Installation

Requirements

  • Python 3.13 or newer
  • uv for environment and dependency management
  • Access credentials for judge and synthetic generation APIs (for example OPENAI_API_KEY)
  • Quarto CLI (quarto check) if you plan to build these docs locally

Set Up Environment

  1. Clone the repository:

    git clone https://github.com/RANDCorporation/judge-reliability-harness.git
    cd judge-reliability-harness
  2. Create and sync the project environment with uv (native TLS may not be required based on your security policies):

    uv sync --extra dev --native-tls

    The command installs runtime and development dependencies defined in pyproject.toml.
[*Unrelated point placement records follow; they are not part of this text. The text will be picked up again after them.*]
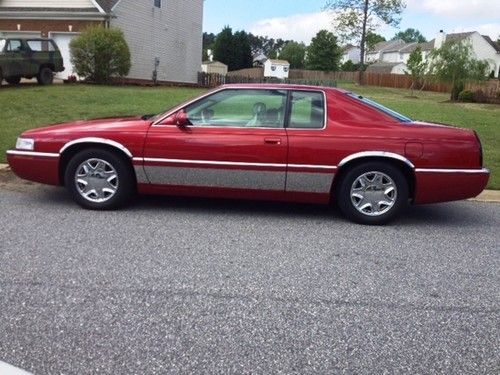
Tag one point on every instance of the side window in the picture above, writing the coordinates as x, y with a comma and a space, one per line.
308, 110
35, 45
240, 108
14, 46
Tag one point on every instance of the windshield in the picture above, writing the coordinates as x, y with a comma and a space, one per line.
380, 107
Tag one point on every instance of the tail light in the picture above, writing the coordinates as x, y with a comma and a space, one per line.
480, 150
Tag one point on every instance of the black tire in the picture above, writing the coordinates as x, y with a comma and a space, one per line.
13, 80
112, 163
383, 183
45, 76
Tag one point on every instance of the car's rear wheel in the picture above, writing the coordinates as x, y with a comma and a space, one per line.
45, 76
372, 193
99, 179
13, 80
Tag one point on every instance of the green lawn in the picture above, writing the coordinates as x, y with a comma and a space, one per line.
31, 106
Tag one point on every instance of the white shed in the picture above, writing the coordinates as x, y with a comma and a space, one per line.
276, 68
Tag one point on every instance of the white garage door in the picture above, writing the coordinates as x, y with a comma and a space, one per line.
62, 40
20, 34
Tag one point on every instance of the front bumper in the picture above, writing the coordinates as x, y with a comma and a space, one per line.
35, 166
  3. Activate the uv-managed virtual environment:

    source .venv/bin/activate

    On Windows Command Prompt use .venv\Scripts\activate, or PowerShell .\.venv\Scripts\Activate.ps1.

Configure Credentials

Create a .env file in the project root with API keys and organization IDs required by your judge providers:

cat <<'EOF' > .env
OPENAI_API_KEY=replace_me
OPENAI_ORG_ID=replace_me
EOF

If your environment enforces a private certificate authority, configure trust settings to ensure HTTP clients recognize the SSL chain before running the harness.